Functional Adjoint Sampler – Alexandre Thiéry

Motivation

Adjoint sampling learns a control drift \(u(t,x)\) that steers a Brownian motion in \(\mathbb{R}^d\) toward a target \(\pi(x) \propto \exp(-E(x))\). Some problems require sampling paths rather than points. Transition path sampling (TPS) is the canonical example: a molecular system has two metastable states \(A\) and \(B\), and the goal is to sample reactive trajectories \(\mathbf{x}: [0,L] \to \mathbb{R}^d\) connecting them. The target is a Gibbs measure over paths, \[ \pi[\mathbf{x}] \propto \exp {\left( -S[\mathbf{x}] \right)} , \qquad S[\mathbf{x}] = \int_0^L E(\mathbf{x}(s)) \, ds. \]

The Functional Adjoint Sampler (FAS) (bae2025functional?) applies adjoint sampling to this setting with an OU reference process instead of Brownian motion. After discretization, the “path” is just a vector in \(\mathbb{R}^{dK}\). FAS is adjoint sampling in \(\mathbb{R}^{dK}\) with an OU reference process. The infinite-dimensional formulation in the original paper is a presentation choice, not a mathematical necessity. Strip away the infinite-dimensional machinery and the core idea is: adjoint sampling on paths instead of points, with an OU reference instead of Brownian motion, and Dirichlet boundary conditions to pin endpoints.

(The other notes use \([0,1]\); here we use \([0,T]\) to match the FAS paper.)

Setup: SOC on path space

Discretize the path into \(K\) interior nodes: \(\mathbf{x} = (x_1, \ldots, x_K) \in \mathbb{R}^{dK}\), with boundary conditions \(x_0 = a \in A\) and \(x_{K+1} = b \in B\) fixed. The target density on the interior nodes is \(\pi(\mathbf{x}) \propto \exp(-S(\mathbf{x})) \, \nu(\mathbf{x})\) for some reference measure \(\nu\). As in adjoint sampling, the terminal cost absorbs the mismatch: \(g(\mathbf{x}) = S(\mathbf{x}) + \log q_T(\mathbf{x}_0, \mathbf{x}) - \log \nu_\infty(\mathbf{x})\), where \(q_T\) is the Radon-Nikodym derivative of the OU marginal at time \(T\) against the invariant measure \(\nu_\infty\). The log-RND term \(\log q_T\) corrects for the mismatch between the OU marginal and the invariant measure, analogous to the path-space reweighting in the Jarzynski notes.

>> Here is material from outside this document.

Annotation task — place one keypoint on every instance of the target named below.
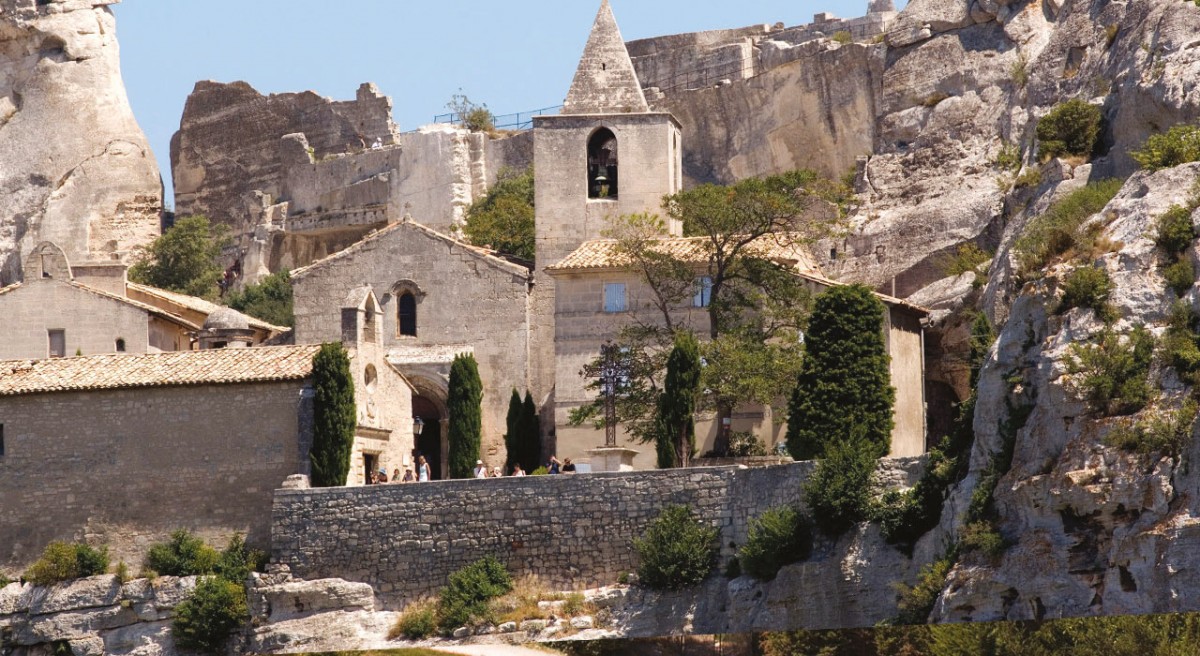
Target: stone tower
(606, 155)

(Sign convention: \(g\) is a cost, minimized; consistent with adjoint sampling. The adjoint matching note uses a reward \(r = -g\).)

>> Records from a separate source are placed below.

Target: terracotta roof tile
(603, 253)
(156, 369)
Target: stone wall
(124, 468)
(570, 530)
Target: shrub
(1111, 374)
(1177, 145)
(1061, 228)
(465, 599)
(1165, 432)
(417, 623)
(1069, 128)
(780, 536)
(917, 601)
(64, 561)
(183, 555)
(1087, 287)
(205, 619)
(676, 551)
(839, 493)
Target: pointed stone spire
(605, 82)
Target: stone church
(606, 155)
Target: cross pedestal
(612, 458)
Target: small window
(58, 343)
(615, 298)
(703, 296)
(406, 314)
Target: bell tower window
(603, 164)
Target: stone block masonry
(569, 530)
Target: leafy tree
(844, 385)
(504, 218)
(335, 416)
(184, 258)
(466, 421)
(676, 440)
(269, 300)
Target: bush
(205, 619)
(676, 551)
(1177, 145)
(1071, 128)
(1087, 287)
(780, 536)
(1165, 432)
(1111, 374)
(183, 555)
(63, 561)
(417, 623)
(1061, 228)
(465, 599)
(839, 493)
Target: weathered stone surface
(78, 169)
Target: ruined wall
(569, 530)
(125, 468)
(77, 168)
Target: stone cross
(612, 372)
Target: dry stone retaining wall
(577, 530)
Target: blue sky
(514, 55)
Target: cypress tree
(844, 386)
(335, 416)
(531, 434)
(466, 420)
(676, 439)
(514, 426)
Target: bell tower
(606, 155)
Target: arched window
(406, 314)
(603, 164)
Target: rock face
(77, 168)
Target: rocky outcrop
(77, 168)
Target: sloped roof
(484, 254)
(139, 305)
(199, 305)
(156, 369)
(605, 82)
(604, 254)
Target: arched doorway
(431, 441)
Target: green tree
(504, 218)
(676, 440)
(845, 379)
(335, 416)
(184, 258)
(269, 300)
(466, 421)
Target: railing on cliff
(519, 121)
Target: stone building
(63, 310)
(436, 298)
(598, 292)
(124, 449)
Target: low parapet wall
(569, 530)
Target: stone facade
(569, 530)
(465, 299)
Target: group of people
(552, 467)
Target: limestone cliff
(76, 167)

The reference process in adjoint sampling is Brownian motion. For paths, the natural reference is an Ornstein-Uhlenbeck (OU) process. Compared to Brownian motion, the OU reference adds a mean-reverting drift \(-A\mathbf{x}\). Two reasons to prefer it: (a) the eigenbasis parameterization with Dirichlet eigenfunctions enforces boundary conditions exactly, and (b) the OU invariant measure concentrates on smooth paths, providing a better prior for path sampling than Brownian motion (which generates rough paths). The reference SDE on \(\mathbb{R}^{dK}\) is \[ d\mathbf{X}_t = -A \, \mathbf{X}_t \, dt + \sigma_t \, dW_t^Q, \tag{1}\] where \(A = -\Delta_h\) is the negative discrete Laplacian (positive-definite, eigenvalues \(\lambda_k > 0\)): the \(K \times K\) tridiagonal matrix with \(2\) on the diagonal and \(-1\) on the off-diagonals, incorporating Dirichlet boundary conditions. Here \(W_t^Q\) is a \(Q\)-Wiener process with \(\text{Cov}(dW^Q) = Q\,dt\) and \(Q = A^{-s}\) for some \(s > d/2\).

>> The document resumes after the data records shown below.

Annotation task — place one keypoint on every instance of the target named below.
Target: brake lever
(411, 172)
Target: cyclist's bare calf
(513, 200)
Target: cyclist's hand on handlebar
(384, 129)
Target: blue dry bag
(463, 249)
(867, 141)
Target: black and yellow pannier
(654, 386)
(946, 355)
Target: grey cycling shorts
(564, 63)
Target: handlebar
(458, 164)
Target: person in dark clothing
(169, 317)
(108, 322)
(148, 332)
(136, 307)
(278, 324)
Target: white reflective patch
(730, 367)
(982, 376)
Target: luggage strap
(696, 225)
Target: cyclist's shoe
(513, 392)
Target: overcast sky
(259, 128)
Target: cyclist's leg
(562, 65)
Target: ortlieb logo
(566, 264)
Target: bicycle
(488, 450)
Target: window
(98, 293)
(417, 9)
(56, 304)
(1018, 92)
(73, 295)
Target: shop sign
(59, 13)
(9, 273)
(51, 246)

The Laplacian \(A\) has eigenvectors \(\varphi_k\) (discrete sine functions) with eigenvalues \(\lambda_k > 0\). Expanding \(\mathbf{X}_t = \sum_k c_k(t) \, \varphi_k\), each mode evolves independently: \[ dc_k(t) = -\lambda_k \, c_k(t) \, dt + \sigma_t \, \lambda_k^{-s/2} \, dB_k(t), \tag{2}\] where \(B_k\) are independent scalar Brownian motions and \(\lambda_k^{-s/2}\) is the noise amplitude from the covariance operator \(Q = A^{-s}\). Each coefficient follows a scalar OU process. In the eigenbasis, the problem decomposes into \(K\) independent 1D SDEs, each a standard scalar SOC problem.

The controlled SDE adds a drift: \[ d\mathbf{X}_t = {\left[ -A \, \mathbf{X}_t + \sigma_t \, Q^{1/2} \, u(t, \mathbf{X}_t) \right]} \, dt + \sigma_t \, dW_t^Q. \tag{3}\] Same structure as adjoint sampling, with base drift \(b(\mathbf{x}) = -A\mathbf{x}\) instead of \(b = 0\). The optimal control \(u^\star = \sigma_t \nabla V\) is a Doob h-transform of the OU process, conditioning it to produce paths with low action.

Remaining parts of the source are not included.